Floquet exponents for the isocurvature perturbations normalized by the period of background oscillations for ${\xi }_{\varphi }={10}^4$ and varying $ϵ=0.5,0,-1$. Each two-dimensional plot corresponds to a slice of the full Floquet chart at a specific normalized wave number: top, left to right: $kT=0$, 1; bottom, left to right: $kT=10$, 100.

Figure 23

Comparison of the stability boundary of the primary instability band given by $\det U=0$ when $U$ is truncated to $2\times 2$, $3\times 3$, and $10\times 10$ matrices, for ${\xi }_{\varphi }=0$ (left) and ${\xi }_{\varphi }=0.5$ (right).
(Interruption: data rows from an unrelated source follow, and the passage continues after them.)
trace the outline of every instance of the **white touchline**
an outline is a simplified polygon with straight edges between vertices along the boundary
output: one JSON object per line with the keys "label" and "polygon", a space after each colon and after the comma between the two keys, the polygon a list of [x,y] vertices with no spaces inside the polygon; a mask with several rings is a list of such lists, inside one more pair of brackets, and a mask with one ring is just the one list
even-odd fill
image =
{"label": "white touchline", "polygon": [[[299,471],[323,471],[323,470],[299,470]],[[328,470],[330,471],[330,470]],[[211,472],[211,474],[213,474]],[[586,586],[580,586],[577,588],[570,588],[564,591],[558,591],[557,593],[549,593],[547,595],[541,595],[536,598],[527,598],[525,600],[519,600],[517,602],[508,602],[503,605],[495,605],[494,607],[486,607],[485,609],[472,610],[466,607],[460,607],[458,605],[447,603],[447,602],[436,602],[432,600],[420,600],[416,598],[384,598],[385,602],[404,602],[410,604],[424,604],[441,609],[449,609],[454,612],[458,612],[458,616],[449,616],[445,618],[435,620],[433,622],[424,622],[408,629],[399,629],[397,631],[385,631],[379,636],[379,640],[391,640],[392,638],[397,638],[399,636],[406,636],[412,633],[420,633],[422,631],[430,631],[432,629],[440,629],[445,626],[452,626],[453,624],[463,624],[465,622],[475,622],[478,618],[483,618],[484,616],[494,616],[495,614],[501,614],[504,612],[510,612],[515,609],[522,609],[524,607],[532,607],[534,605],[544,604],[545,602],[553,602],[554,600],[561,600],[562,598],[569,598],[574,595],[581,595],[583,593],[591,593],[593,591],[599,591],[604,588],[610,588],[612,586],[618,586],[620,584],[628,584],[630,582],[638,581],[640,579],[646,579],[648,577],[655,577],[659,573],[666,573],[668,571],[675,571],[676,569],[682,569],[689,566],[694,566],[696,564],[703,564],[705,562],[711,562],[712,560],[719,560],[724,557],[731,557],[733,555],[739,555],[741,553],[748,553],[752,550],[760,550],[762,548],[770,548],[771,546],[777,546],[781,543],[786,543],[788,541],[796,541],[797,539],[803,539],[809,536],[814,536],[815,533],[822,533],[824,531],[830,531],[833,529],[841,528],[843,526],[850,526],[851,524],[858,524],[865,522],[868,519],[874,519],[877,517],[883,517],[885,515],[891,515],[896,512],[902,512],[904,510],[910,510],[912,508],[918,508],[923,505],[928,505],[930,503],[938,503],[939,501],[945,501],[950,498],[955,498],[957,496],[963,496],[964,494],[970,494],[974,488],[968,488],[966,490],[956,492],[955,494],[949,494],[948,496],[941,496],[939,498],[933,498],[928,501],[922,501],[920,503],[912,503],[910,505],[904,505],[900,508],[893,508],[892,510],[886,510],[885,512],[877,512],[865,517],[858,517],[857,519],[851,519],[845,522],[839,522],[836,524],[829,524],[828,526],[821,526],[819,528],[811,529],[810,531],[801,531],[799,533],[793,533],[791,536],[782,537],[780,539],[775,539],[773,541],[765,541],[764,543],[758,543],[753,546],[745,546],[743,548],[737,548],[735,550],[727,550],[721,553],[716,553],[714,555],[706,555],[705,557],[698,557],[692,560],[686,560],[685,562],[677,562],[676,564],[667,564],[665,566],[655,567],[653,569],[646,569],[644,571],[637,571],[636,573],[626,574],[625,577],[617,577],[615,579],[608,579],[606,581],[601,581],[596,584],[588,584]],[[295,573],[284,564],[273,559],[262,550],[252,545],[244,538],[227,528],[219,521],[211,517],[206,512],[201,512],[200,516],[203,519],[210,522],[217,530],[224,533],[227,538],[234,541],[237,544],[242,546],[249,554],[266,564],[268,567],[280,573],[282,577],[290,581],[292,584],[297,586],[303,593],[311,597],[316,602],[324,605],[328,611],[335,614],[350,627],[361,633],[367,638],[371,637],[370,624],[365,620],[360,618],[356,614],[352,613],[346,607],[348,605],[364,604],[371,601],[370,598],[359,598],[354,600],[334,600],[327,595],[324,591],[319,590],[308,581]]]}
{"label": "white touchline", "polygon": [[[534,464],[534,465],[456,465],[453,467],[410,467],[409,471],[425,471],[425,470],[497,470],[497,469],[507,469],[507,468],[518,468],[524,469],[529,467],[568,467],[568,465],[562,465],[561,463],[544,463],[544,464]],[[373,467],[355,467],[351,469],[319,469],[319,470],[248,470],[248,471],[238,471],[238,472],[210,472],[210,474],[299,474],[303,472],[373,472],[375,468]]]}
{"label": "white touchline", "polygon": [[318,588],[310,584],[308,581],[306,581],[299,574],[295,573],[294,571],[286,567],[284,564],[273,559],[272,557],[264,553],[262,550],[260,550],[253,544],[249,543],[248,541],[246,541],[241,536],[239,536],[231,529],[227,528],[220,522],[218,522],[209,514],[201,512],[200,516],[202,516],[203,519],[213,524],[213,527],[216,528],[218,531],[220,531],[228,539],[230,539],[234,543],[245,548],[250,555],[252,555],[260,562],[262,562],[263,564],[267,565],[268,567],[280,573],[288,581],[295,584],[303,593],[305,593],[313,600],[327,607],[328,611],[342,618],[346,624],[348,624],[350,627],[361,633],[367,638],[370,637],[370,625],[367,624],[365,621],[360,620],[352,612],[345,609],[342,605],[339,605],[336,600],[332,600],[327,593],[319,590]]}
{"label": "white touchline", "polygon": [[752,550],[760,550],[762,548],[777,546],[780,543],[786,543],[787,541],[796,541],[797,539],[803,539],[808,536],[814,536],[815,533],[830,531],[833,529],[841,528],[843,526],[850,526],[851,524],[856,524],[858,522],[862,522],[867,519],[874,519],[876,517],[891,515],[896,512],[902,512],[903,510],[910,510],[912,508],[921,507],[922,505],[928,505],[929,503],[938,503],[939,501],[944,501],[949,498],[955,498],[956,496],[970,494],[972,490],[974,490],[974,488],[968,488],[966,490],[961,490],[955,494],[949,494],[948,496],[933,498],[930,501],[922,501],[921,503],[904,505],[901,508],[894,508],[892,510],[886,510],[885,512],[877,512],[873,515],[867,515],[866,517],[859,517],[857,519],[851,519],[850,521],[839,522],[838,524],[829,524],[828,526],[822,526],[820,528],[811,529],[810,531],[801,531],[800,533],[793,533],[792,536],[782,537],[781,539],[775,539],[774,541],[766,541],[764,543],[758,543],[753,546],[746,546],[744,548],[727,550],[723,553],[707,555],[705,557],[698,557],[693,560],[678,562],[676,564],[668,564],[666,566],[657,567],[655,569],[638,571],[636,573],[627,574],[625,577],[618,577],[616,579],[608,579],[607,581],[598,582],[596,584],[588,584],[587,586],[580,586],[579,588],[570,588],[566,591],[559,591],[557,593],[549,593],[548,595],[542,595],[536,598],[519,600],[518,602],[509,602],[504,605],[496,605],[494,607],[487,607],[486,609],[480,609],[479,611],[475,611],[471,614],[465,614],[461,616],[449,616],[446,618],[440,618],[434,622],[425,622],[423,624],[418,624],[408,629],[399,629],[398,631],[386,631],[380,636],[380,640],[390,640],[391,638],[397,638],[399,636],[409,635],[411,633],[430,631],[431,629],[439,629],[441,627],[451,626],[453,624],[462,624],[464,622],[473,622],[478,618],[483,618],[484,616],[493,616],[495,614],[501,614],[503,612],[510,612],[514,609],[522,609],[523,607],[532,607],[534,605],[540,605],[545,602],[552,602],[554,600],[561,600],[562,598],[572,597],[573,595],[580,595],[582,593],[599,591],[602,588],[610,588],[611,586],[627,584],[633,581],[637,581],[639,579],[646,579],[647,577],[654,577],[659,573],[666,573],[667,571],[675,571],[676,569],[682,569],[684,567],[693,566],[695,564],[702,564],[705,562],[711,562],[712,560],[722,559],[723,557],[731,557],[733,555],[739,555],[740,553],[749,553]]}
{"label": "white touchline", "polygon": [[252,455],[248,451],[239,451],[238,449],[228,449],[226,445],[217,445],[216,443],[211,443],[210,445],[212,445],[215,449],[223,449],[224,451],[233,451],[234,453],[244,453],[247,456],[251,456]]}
All higher-dimension truncations are too close to the $10\times 10$ truncation to resolve. Hence we find that the $3\times 3$ truncation is sufficient to yield an accurate approximation to the location of the stability boundary in the $(kT{)}^2\text{−}(g/{\lambda }_{\varphi })$ plane.